Una battuta innanzitutto, suggeritami dall’intervento di Gianfranco Spadaccia di ieri. Spadaccia ha detto: la sperimentazione sugli animali possiamo accettarla per l’uso medico, sono contento che l’abbiano proibita per quel che riguarda invece la produzione di cosmetici. Non credo che Spadaccia ne avesse l’intenzione, ma a me sembra che questa sia un’ipocrisia: perché mai la bellezza della donna, la ricerca di piacere – di esser bella – della donna deve essere considerata un fatto della moda da moralisticamente punire, mentre il cancro è una cosa seria? No, la bellezza della donna e il suo desiderio sono un fatto sociale, storico, culturale, di estrema importanza e la ricerca, la sperimentazione sugli animali fatta in funzione di tale esigenza vale quanto l’altra – naturalmente se fatta correttamente, se non si massacra o si tortura l’animale e se non c’è contrapposizione o alternativa con la ricerca sul cancro, se insomma c’è la possibilità di fare ricerca per l’uno e l’altro obiettivo. Perché? Per i motivi che ho appena detto e che non c’è bisogno di spiegare ulteriormente: sono di una evidenza facilmente percepibile.

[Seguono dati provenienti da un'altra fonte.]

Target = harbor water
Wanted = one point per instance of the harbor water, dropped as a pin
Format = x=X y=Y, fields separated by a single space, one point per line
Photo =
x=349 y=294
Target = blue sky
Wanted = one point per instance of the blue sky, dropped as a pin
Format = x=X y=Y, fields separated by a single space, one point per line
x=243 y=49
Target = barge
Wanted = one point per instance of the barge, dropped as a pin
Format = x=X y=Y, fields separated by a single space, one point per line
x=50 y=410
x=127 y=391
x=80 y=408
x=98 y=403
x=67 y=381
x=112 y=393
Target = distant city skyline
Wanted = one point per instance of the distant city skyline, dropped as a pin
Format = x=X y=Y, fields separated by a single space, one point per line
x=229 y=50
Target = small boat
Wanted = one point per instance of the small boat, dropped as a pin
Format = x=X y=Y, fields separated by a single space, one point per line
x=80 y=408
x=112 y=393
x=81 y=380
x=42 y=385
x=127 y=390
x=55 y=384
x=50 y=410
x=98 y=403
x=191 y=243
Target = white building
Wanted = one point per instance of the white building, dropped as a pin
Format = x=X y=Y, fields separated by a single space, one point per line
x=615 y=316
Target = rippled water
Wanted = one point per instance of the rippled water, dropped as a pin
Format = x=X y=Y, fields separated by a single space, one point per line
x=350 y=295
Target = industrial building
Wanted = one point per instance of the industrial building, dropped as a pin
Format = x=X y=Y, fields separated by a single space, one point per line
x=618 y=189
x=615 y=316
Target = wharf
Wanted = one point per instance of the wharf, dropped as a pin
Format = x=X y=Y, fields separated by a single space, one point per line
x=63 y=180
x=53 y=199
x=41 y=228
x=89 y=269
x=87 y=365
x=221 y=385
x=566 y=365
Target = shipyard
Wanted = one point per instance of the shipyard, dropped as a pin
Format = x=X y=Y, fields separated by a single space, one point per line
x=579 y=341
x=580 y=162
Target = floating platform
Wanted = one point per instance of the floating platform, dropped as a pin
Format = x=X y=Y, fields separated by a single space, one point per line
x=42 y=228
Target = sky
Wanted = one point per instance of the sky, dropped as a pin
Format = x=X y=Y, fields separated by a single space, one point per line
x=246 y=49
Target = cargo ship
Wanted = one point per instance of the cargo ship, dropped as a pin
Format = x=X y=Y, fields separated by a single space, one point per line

Ritengo importante questa messa a punto. Mi pare che la questione animalista stia occupando uno spazio eccessivo nel nostro dibattito. Trovo strano che si mettano in discussione le tante possibilità della ricerca scientifica, della scienza, in questa sede, nella Coscioni, che fa della scienza un punto centrale della sua iniziativa: la Coscioni si batte per la ricerca, per la scienza, la libertà della ricerca e della scienza. E’ incomprensibile quindi questa paura della ricerca, della libertà della scienza anche quando viene effettuata sull’animale, nei limiti con cui l’uomo sta cercando di migliorarne le condizioni, evitando inutili barbarie. La scienza non è sadica, è l’antiscienza che è sadica. Ma questo è ancora un altro discorso.
Allora, devo dire che mi ha affascinato l’intervento del Prof. Veronesi. Le cose che ci ha spiegato, ciascuno di noi – più o meno da dilettante -, le ha sentite, ma la messa a fuoco che ci ha offerto il professore, circa il problema del corpo come struttura fondante del diritto, appare essenziale. Credo che mi farò dare la trascrizione e utilizzerò impunemente, in altre sedi ed occasioni, il suo intervento, perché nella sua complessità mi dà alcune certezze, alcune sicurezze rispetto alle idee vaghe e incerte che potevo avere in precedenza.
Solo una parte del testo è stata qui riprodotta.